Experts revealed that in any country, the transport sector is of vital significance to its development and affects all sectors through economic linkages. It ensures safe and timely travel encourages business actions and cuts down transportation costs while granting producers access to markets for their goods.
It is said that a dependable transportation sector also offers swift access to the labor force and hence produces career opportunities. Enhancements in transportation benefit industry, agriculture, and other services sectors also enhancing the standard of living of the general public, it is therefore, crucial that equipment be made to develop and sustain an efficient network of transportation to ensure cost-efficient integration of markets both internationally and domestically. Transport it is widely acknowledged, has been recognized that the provision of a high-quality transport system is a necessary precondition for the full participation of remote communities in the advantages of national development. However, developing countries seem to be in a fix concerning this issue. While mass transit systems offer affordable and well-organized transportation services, they require significant capital investment to develop, and financial subsidies to maintain operations. These are also often stuck in trying to strike a trade-off between the cost and benefit of the various aspects of transportation planning.
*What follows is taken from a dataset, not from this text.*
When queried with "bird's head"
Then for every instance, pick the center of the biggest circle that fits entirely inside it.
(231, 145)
In developing countries like Pakistan where the transport sector constitutes 10 percent of the country’s Gross Domestic Product (GDP) and offers 6 percent of the employment in the country. The transportation sub-index of the CPI basket in Pakistan grew to 284.74 points in April of 2023 from 280.20 points in March of 2023. Pakistan’s transportation system suffers from high transportation costs, low levels of service, lack of customer focus, limited access in rural areas, growing congestion on urban roads, poor operational and safety standards, and loss-making public sector services.
Furthermore, traffic congestion is one of the biggest challenges the transportation sector faces presently. A growing vehicle density in the country has led to severe traffic congestion on poorly planned and built roads. According to estimates, 250,000 cars are registered yearly in Pakistan. Most of these cars are assembled by Japanese car-making firms. Besides cars, motorbikes have the majority share (74 percent) of the total vehicle share in Pakistan’s transportation sector, followed by cars at 13 percent. The National Highways of Pakistan comprise all public highways sustained through the National Highways Authority under the Ministry of Transport. It sustains over 12,000 kilometers (7,500 mi) of roadways organized into various classifications which crisscross the country and offer access to major population centers. The network of roads and highways has a total length of 264,175 km. For each of the country’s 231.40 million inhabitants, this corresponds to 1.14 meters. This puts Pakistan in 195th place in the global ranking. The case of Pakistan in general and Karachi in specific is very similar. The peak-hour traffic problem is dealt with by developing signal-free corridors and adding additional lanes. These traffic-free corridors are created by closing intersections and making bridges and underpasses in place. Pakistan’s adepts identified that in most of these places, mere preferential signaling and parking management could have resolved traffic problems. Referring to the recently developed underpasses in Karachi, it is thought that the intersections were better off without these structures. It is also believed that tactics such as creating a green wave of signals could have solved challenges at many of the locations of the city. According to the World Bank (WB), there should be a 100-seater bus for every 1,500 people. So considering Karachi’s population of 14.91 million, there should be 20,448 35-seater minibusses and 5,566 50-seater buses. But the number of buses plying the roads is much less than that. Most working-class people can’t afford private vehicles hence they rely on public transport services. Most use buses and minibusses since they are the least expensive mode, with fares now Rs15 for 5km and Rs30 for 10-20km because of fuel price fluctuations.
As the world embraces electric vehicles, statistics showed that Pakistan has this huge opportunity to go “all in” and shift to a 100 percent electric public transport system which includes buses, taxis, 2 and 3-wheel micro-mobility options like e- rickshaws, e-scooters/bikes. Given that 22 percent of our import bill is spent on petroleum, this may actually be a smart financial decision that Pakistan can make at this juncture to reduce its dependence on imported fossil fuel. Statistics also showed that Karachi Metropolitan Corporation has proclaimed the Transport Master Plan 2030 where 6.0 bus transit routes (BRT) have been promised. The routes will cover 95.1km and offer transport to about 350,000 people daily.
According to the Government of Pakistan report, on the Eastern Alignment, Sukkur-Hyderabad (M-6) section has been proposed in Public-Private Partnership (PPP) mode. D.I. Khan-Peshawar Motorway (365 Km), Swat Expressway Phase-II (82 Km) and Dir Expressway (26 Km) projects have been proposed for inclusion in the CPEC framework. In addition to the road projects, construction work on (NGIA) is well underway and likely to be completed by October 2023.
Pakistani cities are struggling to serve their citizens; those who can’t afford a car are excluded from the city, and those who own a car are stuck in traffic, while all of them are breathing poisonous emissions. Public transportation has become a critical need for the future of our cities if we want to take a turn toward a more sustainable future.